Nissan Motor Co (7201.T) is in talks with Panasonic Corp (6752.T) and overseas companies including Chinese firms over the possible sale of its controlling stake in a car battery manufacturing venture, sources said.
Two people with knowledge of the matter said on Saturday that the Japanese automaker wants to sell its 51 percent stake in Automotive Energy Supply Corporation, which makes lithium-ion batteries for electric vehicles. The company is jointly owned by NEC Corp (6701.T).
The Nikkei daily on Friday reported that Nissan was looking to sell the company because it would be cheaper to buy batteries for its electric vehicles including its Leaf model from other makers. The newspaper did not say where it obtained the information.
Talk of the sale “is speculation, and is not based on any announcement by us”, Nissan said in an email. Spokesmen for Panasonic and NEC declined to comment.
Competition to supply batteries for electric vehicles is heating up due to expectations that a growing number of lower emission cars will be produced in the coming years.
Tesla Motors (TSLA.O), which currently procures batteries for its electric vehicles from Panasonic, is planning to boost its total vehicle production to 500,000 in 2018 – two years earlier than its original target.
Nissan and Renault SA (RENA.PA), under Carlos Ghosn, who heads both companies, have bet more heavily on electric cars than mainstream competitors. In 2009 the two companies pledged to invest 4 billion euros ($4.43 billion) to build models including the Nissan Leaf compact and as many as 500,000 batteries per year to power them.

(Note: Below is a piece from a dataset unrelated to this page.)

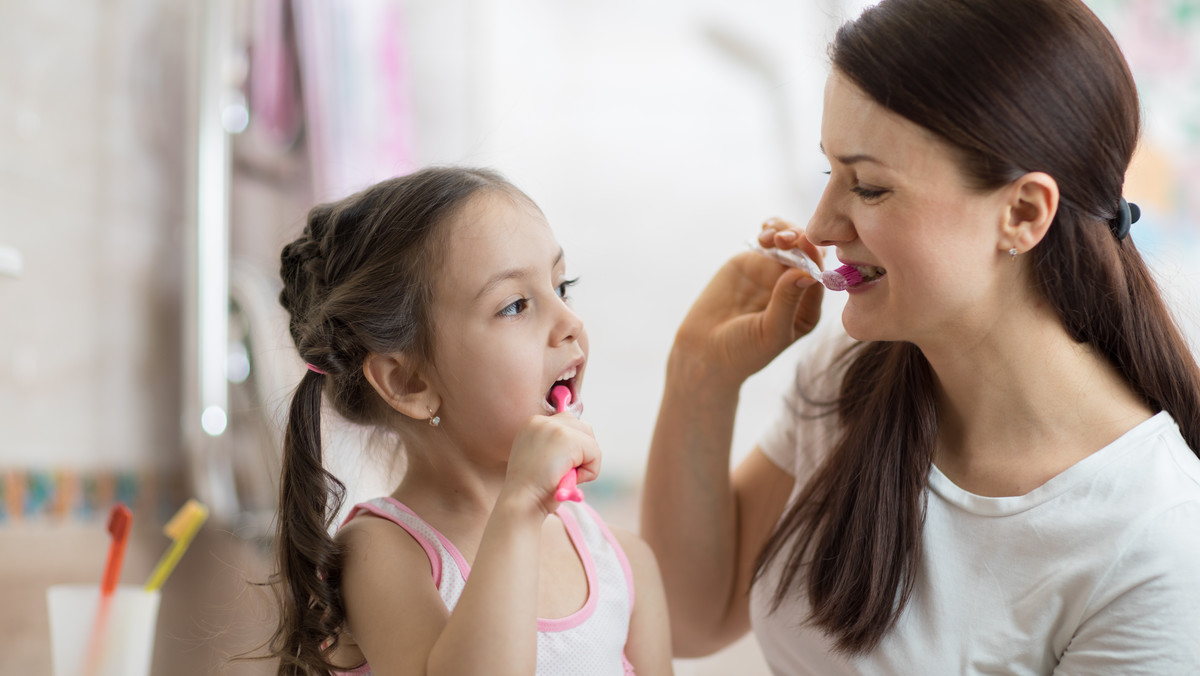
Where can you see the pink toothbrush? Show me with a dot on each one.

Sales of the Leaf and those of other electrical vehicles, however, have been disappointing, meaning Nissan and NEC have been unable to lower battery costs through mass production.

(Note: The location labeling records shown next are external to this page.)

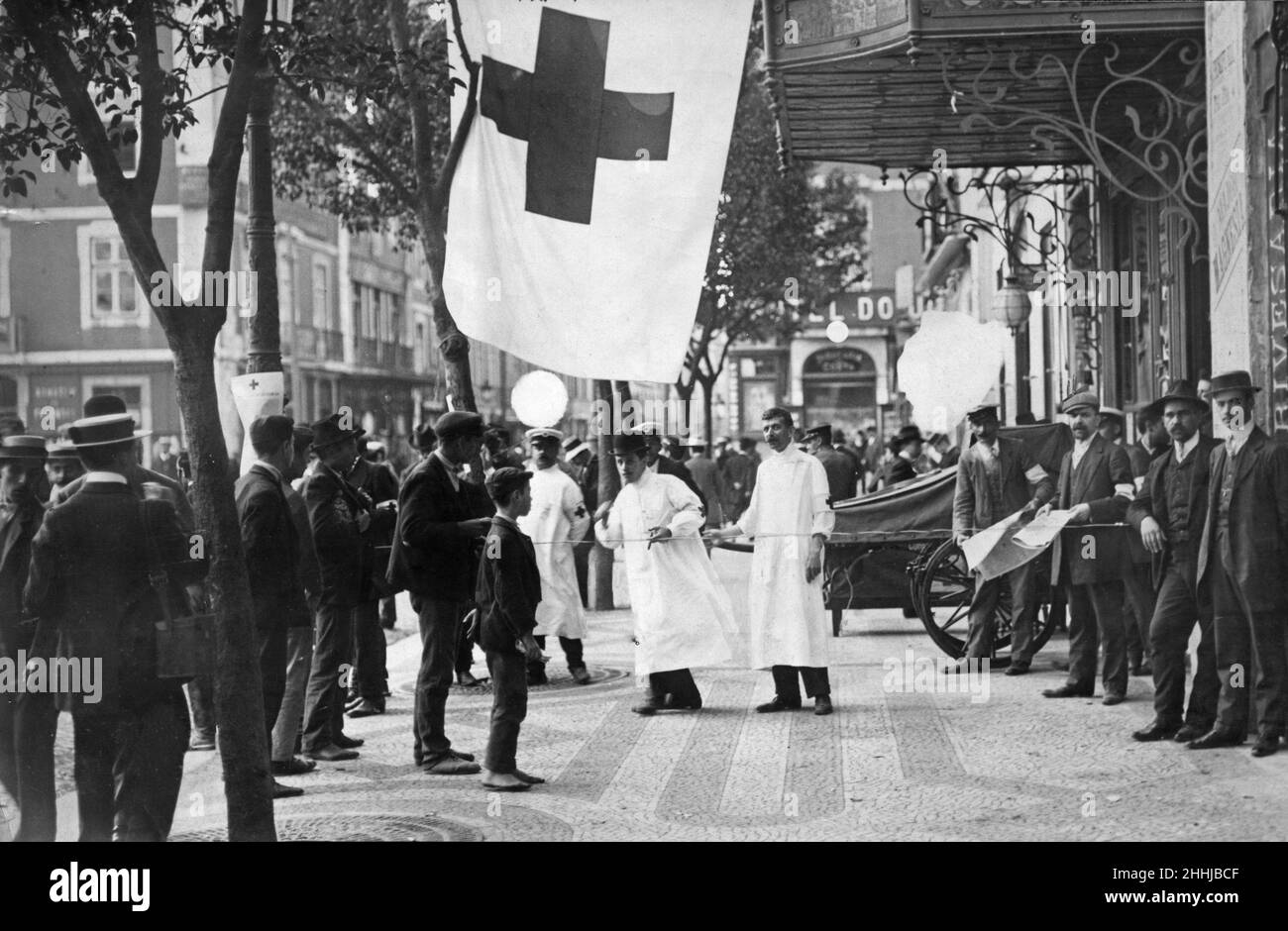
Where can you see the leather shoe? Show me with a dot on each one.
(451, 765)
(331, 754)
(778, 704)
(1065, 691)
(1155, 732)
(284, 790)
(366, 708)
(1218, 737)
(1266, 745)
(292, 767)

Reuters reported in 2014 that Ghosn was preparing to cut battery production by AESC and instead use packs made by LG Chem (051910.KS).
Nissan is also in the process of selling its 41 percent stake in auto parts supplier Calsonic Kansei Corp (7248.T), sources have told Reuters.
In May, the automaker agreed to buy a 34-percent stake in Mitsubishi Motors Corp (7211.T) for about $2.2 billion as it seeks to better compete with bigger rivals such as Toyota Motor Corp (7203.T) and Volkswagen <AG VOWG_p.DE>.